De alguna manera esas maratones de salsa reflejaban el ambiente que se respiraba en Chile en los estertores finales de la dictadura de Pinochet, en la víspera del triunfo del «No» en el plebiscito presidencial de octubre de 1988, y en los tiempos de preparación de una transferencia del poder que redundó en una eterna transición hacia la democracia.

Era el Chile que se atrevía a mover las caderas y quebrar la cintura, desafiando la represión cultural de la dictadura y buscando la identidad latina en la música, con jornadas donde se bebían mojitos y daiquiris además de las infaltables cervezas.

Se formaron también grupos musicales. La Banda se llamó la orquesta de salsa que Víctor Mandujano integró como percusionista.

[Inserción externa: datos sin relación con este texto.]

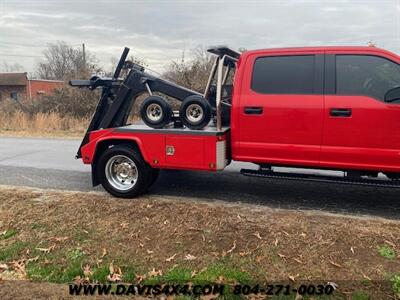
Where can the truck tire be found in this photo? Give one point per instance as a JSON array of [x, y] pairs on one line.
[[156, 112], [123, 172], [195, 112]]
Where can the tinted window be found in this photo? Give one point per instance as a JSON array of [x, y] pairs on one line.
[[366, 75], [284, 75]]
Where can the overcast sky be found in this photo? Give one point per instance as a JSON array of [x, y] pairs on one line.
[[158, 31]]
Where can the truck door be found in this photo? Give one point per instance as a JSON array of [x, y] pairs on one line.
[[361, 130], [281, 108]]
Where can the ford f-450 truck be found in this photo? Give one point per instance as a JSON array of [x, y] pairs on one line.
[[335, 108]]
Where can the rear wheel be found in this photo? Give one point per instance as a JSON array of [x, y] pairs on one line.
[[123, 172], [156, 112], [195, 112]]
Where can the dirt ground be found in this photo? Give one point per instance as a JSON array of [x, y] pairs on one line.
[[56, 236]]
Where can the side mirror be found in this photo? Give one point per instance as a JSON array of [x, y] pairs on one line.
[[393, 95]]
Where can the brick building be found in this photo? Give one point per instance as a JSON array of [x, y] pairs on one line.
[[14, 85]]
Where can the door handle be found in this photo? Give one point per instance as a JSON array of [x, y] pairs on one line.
[[341, 112], [253, 110]]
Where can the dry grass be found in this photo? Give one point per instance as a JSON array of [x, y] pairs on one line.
[[19, 123], [179, 236]]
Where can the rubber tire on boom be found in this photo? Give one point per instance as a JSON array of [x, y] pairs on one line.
[[156, 112], [195, 112], [145, 175]]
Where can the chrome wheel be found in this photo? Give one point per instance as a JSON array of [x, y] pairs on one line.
[[194, 113], [154, 112], [121, 172]]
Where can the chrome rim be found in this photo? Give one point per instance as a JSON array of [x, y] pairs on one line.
[[121, 172], [194, 113], [154, 112]]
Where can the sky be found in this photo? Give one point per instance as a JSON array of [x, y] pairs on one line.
[[159, 31]]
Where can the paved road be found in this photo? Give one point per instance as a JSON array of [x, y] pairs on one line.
[[50, 163]]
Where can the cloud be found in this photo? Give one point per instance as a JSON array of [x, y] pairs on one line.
[[158, 31]]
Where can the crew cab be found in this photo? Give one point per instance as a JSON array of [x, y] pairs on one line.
[[335, 108]]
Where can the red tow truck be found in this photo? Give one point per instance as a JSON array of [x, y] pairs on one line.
[[334, 108]]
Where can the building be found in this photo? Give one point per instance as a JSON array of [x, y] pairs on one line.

Existió entre 1988 y 1989 y grabó un álbum.

Luego, en el debut de la década de los 90, la pista atlética del Estadio Nacional en Santiago acogería la gira de Fania All Stars, donde los salseros tuvimos la alegría de escuchar y bailar al ritmo de temas interpretados por Celia Cruz, Tito Puente, Cheo Feliciano y el canario José Alberto, entre los que se nos quedaron en la memoria.

Los inmigrantes venezolanos, colombianos, ecuatorianos, peruanos y dominicanos que han llegado en los últimos años a Chile han traído sus bailes y su espíritu salsero. Sin embargo, en la víspera de los 50 años del golpe, los chilenos no parecen proclives a acogerlos con generosidad y votan por partidos que promueven solapadamente la xenofobia.

La salsa de salón viene a ser así una triste réplica de un arte popular masivo que en el exilio y en la lucha por la democracia nos llamó a reconocer la hermandad latinoamericana.